Pude sentir su alivio. Se trataba de un tema menos delicado.
—Bien, el tipo tenía un agente, un ex nazi, en quien ya no confiaba, de modo que lo ató y le roció los genitales con trementina. Dijo que era un modo de acercarse a la verdad. —Se echó a reír—. Ya sé que es doloroso, pero me río porque dijo: «Le dolió al maldito nazi, pero piensa en todos los juden que envió al horno». Y era verdad, según Dix. ¡Oh, Dios, usé su nombre! Mi teléfono es seguro. Tú estás en un buen teléfono público, ¿verdad? Bien, eso espero. Dix me dijo que siempre actuaba según un doble patrón, lo cual significaba menos piedad con los agentes ex nazis que se habían vuelto malos que con los agentes que también se habían vuelto malos pero que no habían sido nazis. Sólo que Dix cometió un error. Estos ex nazis tienen una red. La víctima de la trementina se quejó a un amigo influyente en el BND. Mala suerte para Dix. Esa semana había un inspector general en Berlín, un hombre que tiene una parte de la cara quemada. Naturalmente, simpatizó con otra víctima quemada. Dix se metió en el peor problema de su vida, hasta que Bill Harvey se valió de todas sus influencias y consiguió que lo trasladaran a Laos. —Estornudó—. Lo has conseguido de nuevo. Te he contado todo lo que sé.
—Bendito seas —dije.
Cuando esa noche le conté a Modene algunas cosas acerca de Dix, y le confesé que no quise que se conocieran, se mostró complacida.

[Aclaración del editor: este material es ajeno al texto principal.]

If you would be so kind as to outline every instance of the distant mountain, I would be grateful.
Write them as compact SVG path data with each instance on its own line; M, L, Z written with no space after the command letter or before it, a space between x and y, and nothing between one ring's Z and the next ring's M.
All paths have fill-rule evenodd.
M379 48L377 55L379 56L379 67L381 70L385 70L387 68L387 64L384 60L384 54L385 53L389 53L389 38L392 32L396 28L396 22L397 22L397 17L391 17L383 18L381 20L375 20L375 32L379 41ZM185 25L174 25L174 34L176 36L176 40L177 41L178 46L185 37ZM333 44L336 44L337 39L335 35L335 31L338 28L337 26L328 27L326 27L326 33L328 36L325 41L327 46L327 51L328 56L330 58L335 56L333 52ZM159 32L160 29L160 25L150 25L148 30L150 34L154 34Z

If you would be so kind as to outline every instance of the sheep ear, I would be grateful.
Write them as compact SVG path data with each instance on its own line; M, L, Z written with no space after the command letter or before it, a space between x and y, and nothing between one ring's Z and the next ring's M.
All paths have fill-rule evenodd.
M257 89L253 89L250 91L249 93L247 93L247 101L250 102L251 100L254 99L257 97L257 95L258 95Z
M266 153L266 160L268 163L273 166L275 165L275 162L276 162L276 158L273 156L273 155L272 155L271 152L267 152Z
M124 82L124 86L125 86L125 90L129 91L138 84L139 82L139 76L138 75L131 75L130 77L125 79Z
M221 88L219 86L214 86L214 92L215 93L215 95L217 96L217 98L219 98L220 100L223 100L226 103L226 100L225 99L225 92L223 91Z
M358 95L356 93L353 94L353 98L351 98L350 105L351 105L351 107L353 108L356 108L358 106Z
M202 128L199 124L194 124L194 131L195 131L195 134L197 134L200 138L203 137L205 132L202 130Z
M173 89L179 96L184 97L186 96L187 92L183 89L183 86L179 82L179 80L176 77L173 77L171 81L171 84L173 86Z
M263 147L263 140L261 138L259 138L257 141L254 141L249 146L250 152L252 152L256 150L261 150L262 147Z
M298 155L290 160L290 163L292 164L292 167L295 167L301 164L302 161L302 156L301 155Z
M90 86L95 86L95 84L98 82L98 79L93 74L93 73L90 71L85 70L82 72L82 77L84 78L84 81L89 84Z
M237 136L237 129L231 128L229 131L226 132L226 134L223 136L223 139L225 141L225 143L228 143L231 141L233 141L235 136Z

—No tienes nada que temer con un hombre como ése —dijo—. Jamás me sentiría atraída por él.
—¿Quieres decirme por qué?
—Si es como dices, su carácter parece inmodificable. No me atraen los hombres a quienes no puedo cambiar.
Estuve a punto de preguntarle si sería capaz de modificar el carácter de Jack Kennedy, o incluso de Sam Giancana, pero me contuve.
—¿Crees que puedes lograr que yo cambie? —pregunté.
—Eso es algo lo suficientemente difícil como para resultar interesante.